**The Matter of Dreams - Worlds and Visions from the Works of Shakespeare: Opening Today, Friday, July 17.**
Dear Colleague, below is the press release regarding the exhibition "The Matter of Dreams - Worlds and Visions from the Works of Shakespeare." It was presented this morning in the presence of Anita Guarnieri, director of the Svevo Castle in Bari - Regional Directorate of National Museums of Puglia, Pietro Copani, director of the Carlo V Castle in Lecce, the mayor of Lecce, Adriana Poli Bortone, and curators Peter Bottazzi and Silvia Rigon. The exhibition officially opens today - Friday, July 17 - and will remain open at the Carlo V Castle in Lecce until January 10, 2027.
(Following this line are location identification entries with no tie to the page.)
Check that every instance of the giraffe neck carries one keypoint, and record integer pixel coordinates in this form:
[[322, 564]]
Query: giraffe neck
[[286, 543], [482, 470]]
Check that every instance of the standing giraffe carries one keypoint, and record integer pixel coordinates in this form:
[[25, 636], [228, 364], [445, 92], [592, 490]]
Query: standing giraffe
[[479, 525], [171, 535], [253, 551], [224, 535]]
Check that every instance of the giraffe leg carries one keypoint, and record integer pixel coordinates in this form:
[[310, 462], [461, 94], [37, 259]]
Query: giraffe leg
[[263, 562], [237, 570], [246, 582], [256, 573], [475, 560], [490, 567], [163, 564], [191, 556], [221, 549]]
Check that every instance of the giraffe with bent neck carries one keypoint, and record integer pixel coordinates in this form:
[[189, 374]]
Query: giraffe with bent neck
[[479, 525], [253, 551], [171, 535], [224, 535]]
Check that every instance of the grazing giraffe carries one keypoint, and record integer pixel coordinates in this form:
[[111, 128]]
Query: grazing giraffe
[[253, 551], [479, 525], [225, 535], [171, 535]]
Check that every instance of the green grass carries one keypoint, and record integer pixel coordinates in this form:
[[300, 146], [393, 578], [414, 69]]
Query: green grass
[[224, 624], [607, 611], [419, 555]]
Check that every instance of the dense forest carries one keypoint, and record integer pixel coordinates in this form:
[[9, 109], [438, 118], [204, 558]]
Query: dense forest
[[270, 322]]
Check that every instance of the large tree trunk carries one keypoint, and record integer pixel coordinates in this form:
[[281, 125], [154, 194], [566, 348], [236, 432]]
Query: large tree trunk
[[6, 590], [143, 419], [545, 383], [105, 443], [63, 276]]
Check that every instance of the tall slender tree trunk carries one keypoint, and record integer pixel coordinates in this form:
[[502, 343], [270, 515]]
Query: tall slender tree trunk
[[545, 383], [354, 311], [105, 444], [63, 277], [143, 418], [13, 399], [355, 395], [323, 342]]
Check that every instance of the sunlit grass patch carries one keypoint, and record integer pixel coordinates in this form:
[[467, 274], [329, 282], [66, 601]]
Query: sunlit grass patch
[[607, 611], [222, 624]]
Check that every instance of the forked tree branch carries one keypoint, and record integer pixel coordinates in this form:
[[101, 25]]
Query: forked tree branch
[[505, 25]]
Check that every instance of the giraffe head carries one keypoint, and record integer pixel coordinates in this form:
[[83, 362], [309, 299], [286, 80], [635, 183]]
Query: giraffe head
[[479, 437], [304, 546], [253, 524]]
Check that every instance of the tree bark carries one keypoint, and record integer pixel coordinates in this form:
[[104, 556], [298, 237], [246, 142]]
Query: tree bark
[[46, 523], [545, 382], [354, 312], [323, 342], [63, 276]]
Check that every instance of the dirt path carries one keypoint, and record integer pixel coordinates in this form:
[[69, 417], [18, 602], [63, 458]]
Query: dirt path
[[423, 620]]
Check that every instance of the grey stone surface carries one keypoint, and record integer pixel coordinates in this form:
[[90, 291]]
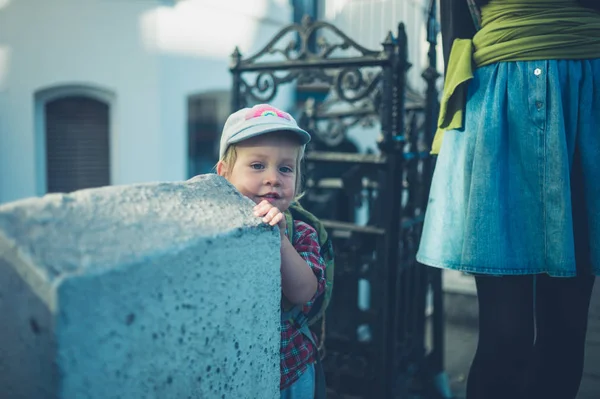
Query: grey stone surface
[[167, 290]]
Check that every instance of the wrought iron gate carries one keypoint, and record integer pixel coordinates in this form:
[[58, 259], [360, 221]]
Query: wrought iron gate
[[375, 325]]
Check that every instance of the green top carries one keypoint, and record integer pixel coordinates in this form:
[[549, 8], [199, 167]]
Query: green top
[[516, 30]]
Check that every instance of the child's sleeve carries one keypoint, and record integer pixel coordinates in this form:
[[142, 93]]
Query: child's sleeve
[[306, 243]]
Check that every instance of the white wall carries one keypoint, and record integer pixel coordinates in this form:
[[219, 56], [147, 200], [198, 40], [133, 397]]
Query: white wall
[[151, 54]]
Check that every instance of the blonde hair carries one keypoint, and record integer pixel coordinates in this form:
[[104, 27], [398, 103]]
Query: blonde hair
[[230, 157]]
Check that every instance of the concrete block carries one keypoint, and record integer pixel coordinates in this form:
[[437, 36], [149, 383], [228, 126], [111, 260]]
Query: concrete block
[[168, 290]]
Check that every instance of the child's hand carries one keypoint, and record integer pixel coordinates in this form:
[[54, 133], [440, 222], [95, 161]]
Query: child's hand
[[270, 215]]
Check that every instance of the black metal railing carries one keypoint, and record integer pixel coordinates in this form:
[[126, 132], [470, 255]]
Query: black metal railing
[[375, 324]]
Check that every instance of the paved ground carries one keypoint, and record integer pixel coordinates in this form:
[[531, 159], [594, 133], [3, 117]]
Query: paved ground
[[461, 341]]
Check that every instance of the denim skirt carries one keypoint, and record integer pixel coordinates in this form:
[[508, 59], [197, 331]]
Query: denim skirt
[[517, 191]]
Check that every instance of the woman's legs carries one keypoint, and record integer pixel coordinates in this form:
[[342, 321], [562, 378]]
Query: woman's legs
[[506, 333], [516, 360], [561, 317]]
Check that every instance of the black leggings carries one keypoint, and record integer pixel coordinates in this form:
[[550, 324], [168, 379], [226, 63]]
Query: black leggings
[[531, 340]]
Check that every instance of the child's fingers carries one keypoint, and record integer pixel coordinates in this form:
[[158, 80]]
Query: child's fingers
[[262, 208], [271, 215], [277, 219]]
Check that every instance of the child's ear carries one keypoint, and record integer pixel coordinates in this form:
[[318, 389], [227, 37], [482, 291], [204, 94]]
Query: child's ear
[[221, 168]]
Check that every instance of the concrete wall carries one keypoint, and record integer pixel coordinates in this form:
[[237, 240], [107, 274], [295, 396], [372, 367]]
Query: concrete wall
[[144, 291], [144, 56]]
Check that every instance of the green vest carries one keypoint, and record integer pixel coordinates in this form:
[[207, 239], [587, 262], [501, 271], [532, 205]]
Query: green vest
[[516, 30]]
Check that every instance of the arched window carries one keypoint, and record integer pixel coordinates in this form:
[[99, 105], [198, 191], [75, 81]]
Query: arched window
[[73, 126]]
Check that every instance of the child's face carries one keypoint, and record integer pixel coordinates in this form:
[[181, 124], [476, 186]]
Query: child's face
[[265, 169]]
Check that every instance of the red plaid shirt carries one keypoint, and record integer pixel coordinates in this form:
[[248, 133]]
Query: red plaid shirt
[[297, 351]]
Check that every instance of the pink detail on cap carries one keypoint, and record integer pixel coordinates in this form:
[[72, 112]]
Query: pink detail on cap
[[266, 110]]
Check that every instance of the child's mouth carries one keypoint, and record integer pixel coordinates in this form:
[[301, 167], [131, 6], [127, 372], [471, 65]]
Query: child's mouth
[[271, 197]]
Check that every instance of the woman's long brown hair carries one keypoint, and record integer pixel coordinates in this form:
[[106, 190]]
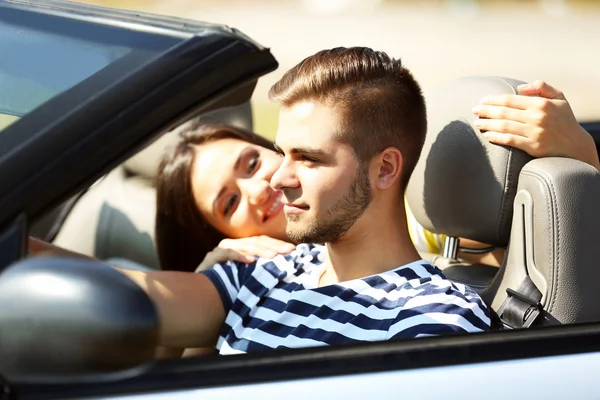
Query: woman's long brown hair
[[183, 237]]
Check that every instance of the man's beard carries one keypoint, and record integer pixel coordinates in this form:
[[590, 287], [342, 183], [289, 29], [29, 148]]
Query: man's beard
[[339, 218]]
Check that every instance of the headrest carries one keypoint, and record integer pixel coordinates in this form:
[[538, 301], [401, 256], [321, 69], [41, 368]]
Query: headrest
[[145, 163], [463, 185]]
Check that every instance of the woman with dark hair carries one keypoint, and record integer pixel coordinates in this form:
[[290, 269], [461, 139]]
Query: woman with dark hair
[[214, 202], [243, 164]]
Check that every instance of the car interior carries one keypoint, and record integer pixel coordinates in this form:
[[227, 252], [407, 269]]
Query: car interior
[[546, 276], [544, 211], [113, 220]]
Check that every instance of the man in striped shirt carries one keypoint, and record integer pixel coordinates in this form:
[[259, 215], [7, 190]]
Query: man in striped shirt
[[351, 129]]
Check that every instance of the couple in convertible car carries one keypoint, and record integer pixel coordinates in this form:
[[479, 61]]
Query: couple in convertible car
[[352, 125]]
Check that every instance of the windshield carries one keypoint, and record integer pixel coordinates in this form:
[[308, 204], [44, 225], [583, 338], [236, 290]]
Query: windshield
[[37, 65]]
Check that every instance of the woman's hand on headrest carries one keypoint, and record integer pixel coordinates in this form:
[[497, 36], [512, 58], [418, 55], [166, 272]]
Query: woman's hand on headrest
[[539, 121]]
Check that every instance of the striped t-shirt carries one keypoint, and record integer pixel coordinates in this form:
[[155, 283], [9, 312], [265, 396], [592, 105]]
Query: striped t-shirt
[[276, 303]]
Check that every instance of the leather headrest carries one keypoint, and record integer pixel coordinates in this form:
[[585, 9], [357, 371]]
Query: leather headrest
[[145, 163], [463, 185]]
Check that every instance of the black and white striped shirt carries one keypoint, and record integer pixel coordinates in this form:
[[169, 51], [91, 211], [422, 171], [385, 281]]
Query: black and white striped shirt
[[277, 303]]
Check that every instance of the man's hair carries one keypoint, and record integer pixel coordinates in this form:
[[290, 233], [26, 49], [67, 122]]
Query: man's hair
[[380, 103]]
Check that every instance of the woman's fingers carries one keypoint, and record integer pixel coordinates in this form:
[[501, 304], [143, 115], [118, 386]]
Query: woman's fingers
[[542, 89], [501, 125], [507, 139], [260, 246]]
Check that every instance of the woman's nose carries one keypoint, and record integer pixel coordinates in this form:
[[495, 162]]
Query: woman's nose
[[257, 190]]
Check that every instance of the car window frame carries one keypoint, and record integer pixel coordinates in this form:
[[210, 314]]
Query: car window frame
[[109, 120]]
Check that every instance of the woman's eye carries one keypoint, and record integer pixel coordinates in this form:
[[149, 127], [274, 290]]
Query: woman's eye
[[252, 164], [309, 159], [229, 206]]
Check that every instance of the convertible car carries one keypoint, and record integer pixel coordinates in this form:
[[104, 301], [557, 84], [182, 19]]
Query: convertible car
[[90, 96]]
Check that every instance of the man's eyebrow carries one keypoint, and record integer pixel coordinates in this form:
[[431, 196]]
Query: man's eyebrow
[[301, 150], [238, 161]]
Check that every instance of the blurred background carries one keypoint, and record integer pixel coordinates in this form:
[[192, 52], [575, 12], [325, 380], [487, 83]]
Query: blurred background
[[554, 40]]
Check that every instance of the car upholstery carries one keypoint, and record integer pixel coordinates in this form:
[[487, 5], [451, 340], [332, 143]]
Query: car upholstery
[[544, 211]]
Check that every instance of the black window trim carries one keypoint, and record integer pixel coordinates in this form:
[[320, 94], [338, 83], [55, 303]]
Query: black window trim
[[292, 364]]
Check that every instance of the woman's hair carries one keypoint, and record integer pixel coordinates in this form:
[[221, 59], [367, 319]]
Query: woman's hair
[[183, 237]]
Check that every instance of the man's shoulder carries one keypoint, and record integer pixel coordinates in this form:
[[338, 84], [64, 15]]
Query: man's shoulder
[[303, 256]]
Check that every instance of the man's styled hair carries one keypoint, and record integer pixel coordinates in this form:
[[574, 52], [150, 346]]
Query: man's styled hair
[[380, 102]]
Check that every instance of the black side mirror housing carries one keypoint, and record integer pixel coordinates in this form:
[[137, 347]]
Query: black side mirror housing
[[72, 320]]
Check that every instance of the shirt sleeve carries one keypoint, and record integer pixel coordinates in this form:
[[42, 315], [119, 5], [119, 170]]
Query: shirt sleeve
[[228, 278], [441, 308]]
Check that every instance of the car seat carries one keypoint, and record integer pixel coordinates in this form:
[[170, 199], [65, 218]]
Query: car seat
[[544, 211]]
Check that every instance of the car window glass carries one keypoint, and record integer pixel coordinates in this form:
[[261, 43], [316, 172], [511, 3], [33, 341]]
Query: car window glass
[[37, 65]]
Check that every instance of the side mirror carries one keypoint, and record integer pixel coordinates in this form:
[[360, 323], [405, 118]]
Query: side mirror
[[66, 319]]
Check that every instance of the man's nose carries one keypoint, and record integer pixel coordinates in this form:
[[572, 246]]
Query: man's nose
[[284, 177], [257, 190]]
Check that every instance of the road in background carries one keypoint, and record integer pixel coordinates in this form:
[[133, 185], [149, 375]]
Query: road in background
[[439, 41]]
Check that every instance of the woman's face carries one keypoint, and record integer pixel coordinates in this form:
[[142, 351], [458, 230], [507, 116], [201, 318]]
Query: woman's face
[[230, 183]]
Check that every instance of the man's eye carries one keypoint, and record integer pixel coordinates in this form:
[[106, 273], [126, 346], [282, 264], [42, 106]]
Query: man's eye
[[229, 206]]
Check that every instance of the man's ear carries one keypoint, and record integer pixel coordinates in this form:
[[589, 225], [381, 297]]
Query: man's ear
[[388, 168]]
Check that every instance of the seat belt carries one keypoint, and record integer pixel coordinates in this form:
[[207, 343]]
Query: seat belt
[[522, 307]]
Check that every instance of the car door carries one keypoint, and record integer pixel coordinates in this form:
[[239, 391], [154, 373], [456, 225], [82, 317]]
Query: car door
[[82, 88]]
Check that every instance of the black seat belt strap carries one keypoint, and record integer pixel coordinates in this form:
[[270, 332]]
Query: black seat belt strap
[[522, 307]]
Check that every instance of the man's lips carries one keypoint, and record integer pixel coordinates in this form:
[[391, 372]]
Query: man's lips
[[290, 208], [273, 207]]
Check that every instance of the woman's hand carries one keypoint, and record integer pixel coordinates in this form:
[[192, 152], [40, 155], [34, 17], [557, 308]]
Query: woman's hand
[[543, 126], [245, 250]]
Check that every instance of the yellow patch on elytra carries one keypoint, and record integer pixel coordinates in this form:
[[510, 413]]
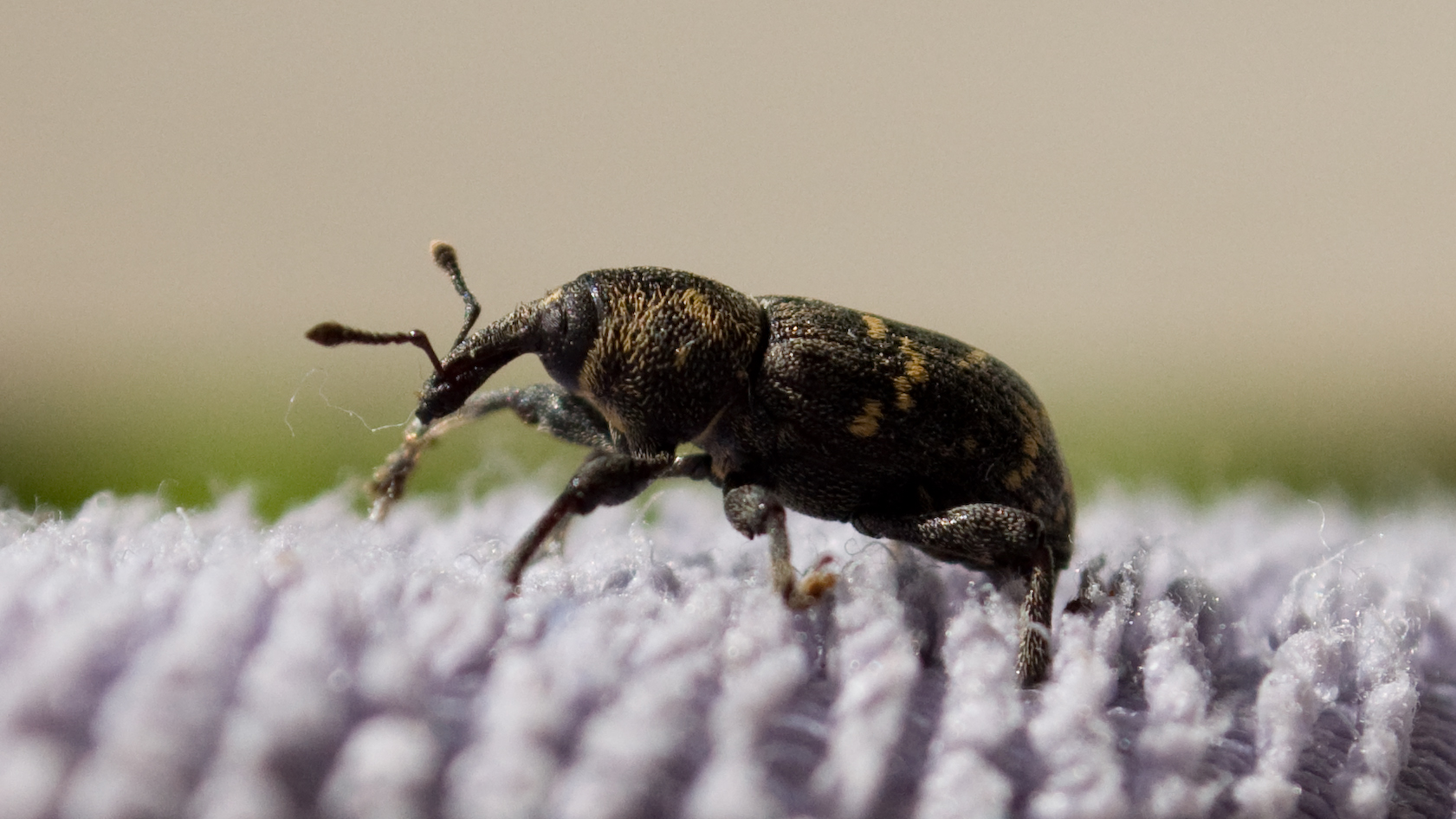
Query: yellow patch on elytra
[[915, 372], [877, 326], [867, 423]]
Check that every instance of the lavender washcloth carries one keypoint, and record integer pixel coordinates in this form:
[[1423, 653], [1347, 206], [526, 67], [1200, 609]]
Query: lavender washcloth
[[1259, 658]]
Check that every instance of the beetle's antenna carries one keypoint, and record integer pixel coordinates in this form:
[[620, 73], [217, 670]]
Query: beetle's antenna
[[333, 333], [446, 259]]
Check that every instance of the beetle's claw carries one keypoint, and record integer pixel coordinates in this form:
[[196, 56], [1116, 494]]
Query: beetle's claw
[[814, 586]]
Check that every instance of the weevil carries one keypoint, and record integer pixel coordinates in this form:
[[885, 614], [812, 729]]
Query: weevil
[[793, 403]]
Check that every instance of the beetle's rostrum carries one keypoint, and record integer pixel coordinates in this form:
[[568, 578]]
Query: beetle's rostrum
[[799, 404]]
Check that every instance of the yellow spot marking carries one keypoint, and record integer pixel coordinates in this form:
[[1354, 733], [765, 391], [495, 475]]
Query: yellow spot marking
[[1031, 446], [915, 372], [974, 359], [877, 326], [868, 421]]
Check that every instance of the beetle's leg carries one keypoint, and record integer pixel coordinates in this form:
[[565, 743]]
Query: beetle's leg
[[1000, 540], [605, 479], [551, 408], [754, 511], [698, 466]]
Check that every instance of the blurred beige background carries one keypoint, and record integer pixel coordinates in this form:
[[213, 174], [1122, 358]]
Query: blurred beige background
[[1216, 237]]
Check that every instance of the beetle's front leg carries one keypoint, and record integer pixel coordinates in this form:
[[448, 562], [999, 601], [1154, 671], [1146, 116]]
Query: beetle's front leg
[[1000, 540], [551, 408], [754, 511], [605, 479]]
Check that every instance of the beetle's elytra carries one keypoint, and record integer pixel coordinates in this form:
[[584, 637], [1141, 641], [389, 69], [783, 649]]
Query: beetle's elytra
[[795, 403]]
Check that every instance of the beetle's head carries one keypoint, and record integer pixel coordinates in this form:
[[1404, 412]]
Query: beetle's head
[[558, 327]]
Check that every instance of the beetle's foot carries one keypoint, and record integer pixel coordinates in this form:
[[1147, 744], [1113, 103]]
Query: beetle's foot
[[387, 483], [812, 590]]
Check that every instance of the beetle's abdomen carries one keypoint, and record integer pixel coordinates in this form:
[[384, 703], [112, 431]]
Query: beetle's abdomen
[[859, 415]]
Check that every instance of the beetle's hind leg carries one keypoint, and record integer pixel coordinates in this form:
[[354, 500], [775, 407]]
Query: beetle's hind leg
[[754, 511], [552, 410], [1005, 541]]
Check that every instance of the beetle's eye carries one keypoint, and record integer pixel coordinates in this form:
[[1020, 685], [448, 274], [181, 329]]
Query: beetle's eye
[[568, 322]]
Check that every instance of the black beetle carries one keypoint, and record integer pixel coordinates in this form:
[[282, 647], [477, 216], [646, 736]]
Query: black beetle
[[795, 403]]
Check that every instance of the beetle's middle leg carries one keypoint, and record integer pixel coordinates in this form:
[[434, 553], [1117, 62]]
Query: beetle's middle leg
[[1006, 543], [754, 511]]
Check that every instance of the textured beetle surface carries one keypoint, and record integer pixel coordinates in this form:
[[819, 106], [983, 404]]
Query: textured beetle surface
[[795, 403]]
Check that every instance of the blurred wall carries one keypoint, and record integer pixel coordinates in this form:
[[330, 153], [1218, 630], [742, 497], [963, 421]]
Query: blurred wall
[[1218, 237]]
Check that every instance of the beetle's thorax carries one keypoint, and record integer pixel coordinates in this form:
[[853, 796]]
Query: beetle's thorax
[[671, 351]]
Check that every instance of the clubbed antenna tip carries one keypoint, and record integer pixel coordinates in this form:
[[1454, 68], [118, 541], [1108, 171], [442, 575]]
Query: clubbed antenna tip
[[444, 256], [333, 333]]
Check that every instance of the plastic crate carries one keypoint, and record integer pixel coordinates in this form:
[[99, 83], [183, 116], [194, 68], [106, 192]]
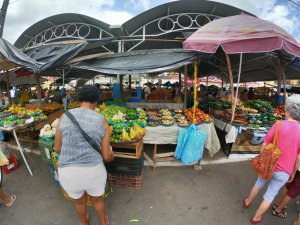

"The Matter of Dreams - Worlds and Visions from the Works of Shakespeare" is an original interdisciplinary and international project, promoted by the Svevo Castle in Bari - Regional Directorate of National Museums of Puglia, curated by Bottazzi and Rigon, and realized with the scientific consulting of Michael Dobson, director of the Shakespeare Institute. This project intertwines theater, visual arts, installations, and historical research in a pathway that is capable of “staging” the work of the great English playwright through contemporary technologies and languages in an accessible, inclusive, and innovative manner.
The entire artistic project has been conceived and executed by Peter Bottazzi and Silvia Rigon, who developed all the creative elements – installations, sculptures, video works, original music, soundscapes, and multimedia devices – in dialogue with the scientific framework elaborated by the Shakespeare Institute. The choice of the Carlo V Castle is not accidental. The city’s strong theatrical tradition, from the Roman amphitheater to the Roman theater, and up to the more modern theaters that have emerged over the centuries right next to the castle walls, makes the still little-known undergrounds of this location the ideal context to experience an exhibition where installations transform monumental spaces into sensory and cultural environments capable of connecting the past and the present.
The exhibition features seven large installations, each conceived as a different access point to the richness of Shakespeare's works. Poetry, dialogue, monologue, and song become tools to convey the complexity of the playwright's production in a multidisciplinary environment where his words resonate again in contemporary forms. Welcoming the public is The Boat of Prospero, a large installation inspired by the protagonist of The Tempest, symbolically composed of all of Shakespeare's works. As visitors pass through it, they are immersed in a soundscape constructed from poetic verses read in numerous languages, testifying to the universal dimension of his literary legacy.
The Shakespeare Laboratory guides visitors on a journey through documents, images, digital content, and suggestions dedicated to the playwright's biography, historical context, and analysis of his works. With Soliloquy, the exhibition explores the most intimate dimension of Shakespearean theater through Hamlet's famous monologue, "To be or not to be," transformed into a multisensory environment that invites the public to confront the great questions of existence. With The Fantastic, the pathway opens to a space where video mapping and songs from The Tempest, Macbeth, A Midsummer Night's Dream, and Hamlet bring to life an immersive environment where the visible and the invisible meet, and words transform into visual and musical experiences. Radio Shakespeare invites the public to listen to some of the most famous monologues and dialogues from Shakespeare's theater. With Through the Words, pages, letters, and verses dissolve into light and traverse the walls of the castle, transforming the book into an experience that narrates how Shakespeare's work continues to live through reading, voice, and the transmission of memory.
"More than telling Shakespeare's story, we have sought," explain curators Bottazzi and Rigon, "to convey his extraordinary ability to generate, even today, new questions, new interpretations, and new forms of imagination. The installations place theater, visual arts, research, and sound design in dialogue, transforming the undergrounds of the Carlo V Castle into a place where words, images, and voices continue to resonate." The goal of the project is to transform the visit into an emotional and exciting experience, but also educational and formative, where scientific rigor and artistic creativity meet.
During the exhibition period, it will also host workshops, meetings with artists and scholars, activities dedicated to schools, performances, and an exhibition on the making of the project, transforming the Carlo V Castle into a permanent laboratory of research and cultural creation. "With The Matter of Dreams," declares Anita Guarnieri, director of the Svevo Castle in Bari - Regional Directorate of National Museums of Puglia, "we continue our commitment to promoting projects that combine scientific research, the enhancement of heritage, and contemporary languages. The exhibition was inaugurated on Friday, July 17, and will remain open to the public until January 10, 2027."